252_21300422914_9953_nHaving dedicated a blog entry to my Mum on Mothers Day, it seems only fair that my Dad should have the same honour bestowed upon him on Father’s Day. Now, knowing me as he does, he won’t be surprised to learn that this blog entry is a day late. Well I’m pretty much late for everything and if I was on time, he’d never believe that I’d written it myself.

So let me tell you about my Dad. He is kind, generous, frank, funny, overprotective (as only the father of daughters can be), a teller of corny jokes, somewhat inattentive, devoted, a good dancer, handsome and fun.

When I see my Dad playing with my three year old niece, I remember how much time he would spend playing with my sister and I. He was an excellent swing pusher; “1, 2, 3… over the bar” he’d say. I remember desperately trying to slow myself down on the ‘Over the bar’ push, for fear that I would actually manage a 360 degree loop over the top of the swings and fly off across the park. Of course, nowadays it wouldn’t be such a problem because of the soft rubber on the floor. In the 70’s and 80’s, children were tough, no namby pamby bouncy ground for us. Concrete only. Usually containing gravel and potholes for maximum impact should any part of your body make contact. Removing tiny stones from playground injuries was a recognised pastime back then. You could even mix it up by adding a bit of iodine or TCP to the injury, although that really was for the very proficient injury masters.

My Dad is an Electrician which is great as an adult when I require new light fittings or something rewired and I was a demon plug wirer from quite a young age. Although I do often tell him that based on my history of owning terrible old cars, I would have had much more use out of him if he were a mechanic. That said, I have got some lovely fairy lights around the mirror in my bathroom which are slightly against electrical regulations so I can’t complain too much.

When I was a young girl, my Dad owned a van. Well, he still owns one now (a big one, quite handy for getting him to move furniture for me). The van he had when I was small had two seats in the front and storage space and panelled sides at the back. Long before the days of seatbelts and booster seats, my sister and I would sit in the back of the van either on the inside of the wheel arch or on boxes or other objects which we’d turn into makeshift chairs.

One of my favourite things to sit on was a large wooden electrical wire reel (imagine cotton reels on a much bigger scale). I did get into trouble though when I told my Teacher at School “I sit on wire in the back of my Daddy’s van”. It wouldn’t have been too bad if my Dad had not been undertaking some electrical work at the Grand Hotel at about the same time, when it was blown up by the IRA. Of course the Police had to eliminate everyone from their enquiries and spoke to my Dad about whether he’d seen anything. Unfortunately, after the wire comment, it didn’t go down well when I told my Teacher that some Policemen had come round to see if my Daddy put a bomb in the hotel. I think we were pretty lucky to get away without a visit from Social Services.

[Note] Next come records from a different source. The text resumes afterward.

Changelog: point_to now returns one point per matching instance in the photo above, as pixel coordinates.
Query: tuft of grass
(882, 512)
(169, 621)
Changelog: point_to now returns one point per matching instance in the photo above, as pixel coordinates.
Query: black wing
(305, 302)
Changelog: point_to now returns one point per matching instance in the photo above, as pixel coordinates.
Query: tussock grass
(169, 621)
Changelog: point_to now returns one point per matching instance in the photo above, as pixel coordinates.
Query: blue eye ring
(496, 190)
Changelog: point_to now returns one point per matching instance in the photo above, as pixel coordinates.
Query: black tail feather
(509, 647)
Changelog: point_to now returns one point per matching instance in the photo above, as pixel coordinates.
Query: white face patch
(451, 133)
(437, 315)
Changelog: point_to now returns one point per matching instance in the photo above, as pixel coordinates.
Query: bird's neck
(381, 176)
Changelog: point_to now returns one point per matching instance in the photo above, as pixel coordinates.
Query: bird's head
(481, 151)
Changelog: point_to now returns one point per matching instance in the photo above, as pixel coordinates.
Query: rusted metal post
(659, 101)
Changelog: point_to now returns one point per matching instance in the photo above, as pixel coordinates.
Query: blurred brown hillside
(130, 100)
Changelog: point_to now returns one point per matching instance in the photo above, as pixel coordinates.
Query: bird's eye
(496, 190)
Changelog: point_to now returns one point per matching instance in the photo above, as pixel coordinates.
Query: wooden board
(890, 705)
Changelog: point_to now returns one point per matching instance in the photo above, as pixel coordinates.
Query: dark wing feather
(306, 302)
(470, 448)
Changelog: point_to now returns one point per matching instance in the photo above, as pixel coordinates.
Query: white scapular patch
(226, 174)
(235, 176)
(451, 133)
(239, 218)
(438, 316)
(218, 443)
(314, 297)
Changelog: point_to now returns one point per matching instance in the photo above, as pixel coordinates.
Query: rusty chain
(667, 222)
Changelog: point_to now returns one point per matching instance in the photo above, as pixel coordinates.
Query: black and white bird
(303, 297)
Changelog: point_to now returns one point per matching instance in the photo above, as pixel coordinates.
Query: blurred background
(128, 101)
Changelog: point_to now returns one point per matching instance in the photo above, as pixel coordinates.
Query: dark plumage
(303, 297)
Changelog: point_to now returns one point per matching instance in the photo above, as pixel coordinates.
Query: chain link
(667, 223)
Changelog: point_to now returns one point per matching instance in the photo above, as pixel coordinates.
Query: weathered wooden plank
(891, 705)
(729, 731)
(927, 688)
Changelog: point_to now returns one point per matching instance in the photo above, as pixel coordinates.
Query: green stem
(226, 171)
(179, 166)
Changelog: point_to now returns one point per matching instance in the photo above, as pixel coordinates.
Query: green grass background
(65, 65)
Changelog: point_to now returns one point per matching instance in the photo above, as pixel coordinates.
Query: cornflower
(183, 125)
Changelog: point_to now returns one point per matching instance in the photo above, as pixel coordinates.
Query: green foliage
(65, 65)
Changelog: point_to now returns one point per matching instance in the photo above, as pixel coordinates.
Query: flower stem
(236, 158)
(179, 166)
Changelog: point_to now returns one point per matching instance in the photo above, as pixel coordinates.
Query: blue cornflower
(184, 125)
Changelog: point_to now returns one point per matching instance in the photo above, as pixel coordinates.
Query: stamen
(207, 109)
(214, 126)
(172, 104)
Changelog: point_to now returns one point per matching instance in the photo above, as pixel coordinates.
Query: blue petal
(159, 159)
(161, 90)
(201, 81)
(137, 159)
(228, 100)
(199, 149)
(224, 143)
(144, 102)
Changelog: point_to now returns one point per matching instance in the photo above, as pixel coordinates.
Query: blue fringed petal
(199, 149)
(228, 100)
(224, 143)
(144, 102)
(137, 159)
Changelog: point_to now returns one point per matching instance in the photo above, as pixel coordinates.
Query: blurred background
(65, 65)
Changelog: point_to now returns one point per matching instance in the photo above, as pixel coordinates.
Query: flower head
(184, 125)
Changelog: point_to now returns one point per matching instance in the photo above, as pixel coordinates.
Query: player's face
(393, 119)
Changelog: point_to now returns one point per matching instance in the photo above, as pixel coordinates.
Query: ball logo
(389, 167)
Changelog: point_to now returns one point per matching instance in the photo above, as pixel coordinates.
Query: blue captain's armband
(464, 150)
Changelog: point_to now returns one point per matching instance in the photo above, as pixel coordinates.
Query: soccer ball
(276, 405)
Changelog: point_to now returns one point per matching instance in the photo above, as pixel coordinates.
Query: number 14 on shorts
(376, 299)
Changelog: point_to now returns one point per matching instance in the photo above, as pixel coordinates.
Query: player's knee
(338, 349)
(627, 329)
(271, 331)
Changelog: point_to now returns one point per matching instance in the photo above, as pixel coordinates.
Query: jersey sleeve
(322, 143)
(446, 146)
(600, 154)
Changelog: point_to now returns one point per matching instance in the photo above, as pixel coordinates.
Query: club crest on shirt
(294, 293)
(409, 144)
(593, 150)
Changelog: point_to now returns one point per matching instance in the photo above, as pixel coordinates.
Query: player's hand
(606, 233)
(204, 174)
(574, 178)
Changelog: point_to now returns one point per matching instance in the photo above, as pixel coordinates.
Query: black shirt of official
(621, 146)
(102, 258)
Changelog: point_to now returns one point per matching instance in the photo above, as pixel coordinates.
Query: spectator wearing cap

As an adult, my Dad has always been there for me. Whether I’ve locked myself out of my flat, need help making a decision about taking a new job, or whether it’s just him wanting to share his terrible jokes or words of wisdom (Week before my thirtieth birthday: “If you think the time between 20 and 30 goes quickly Jo, The time between 30 and 40 just flies past.”… Thanks for that Dad).

He is good at giving advice, although only if you explain the problem in the fewest possible words. As I mentioned above he has a somewhat inattentive quality to him. Unfortunately, I have the chatterbox genes from my mothers side of the family and I do often wonder if Dad’s secretly wishing that I had an off switch.

I don’t really look like my Dad. Mind you that’s not necessarily a bad thing, I don’t generally aspire to look like a 59 year old man, even one who does look after himself. I am very aware of having inherited some of his qualities though; some good, some not so good. Unruly hair and too many greys at such a young age = bad. Willing to go the extra mile for people = good. That weird thing that we both do at traffic lights when we have to take the car out of gear and put it back in gear just to check that we were actually in gear in the first place = bad. Devoted to my family = good.

I don’t tell my Dad enough how much I appreciate him and I hope that he reads this and knows that he is loved and valued. He has taught me many things, not just that the brown wire is live, blue wire is neutral and yellow and green wire is earth. He has also taught me about working hard, showing commitment, doing my best, being there for my family, caring for animals and helping people when I can. For all of these things I am grateful. Oh yeah, and the fact that I am a demon plug wirer.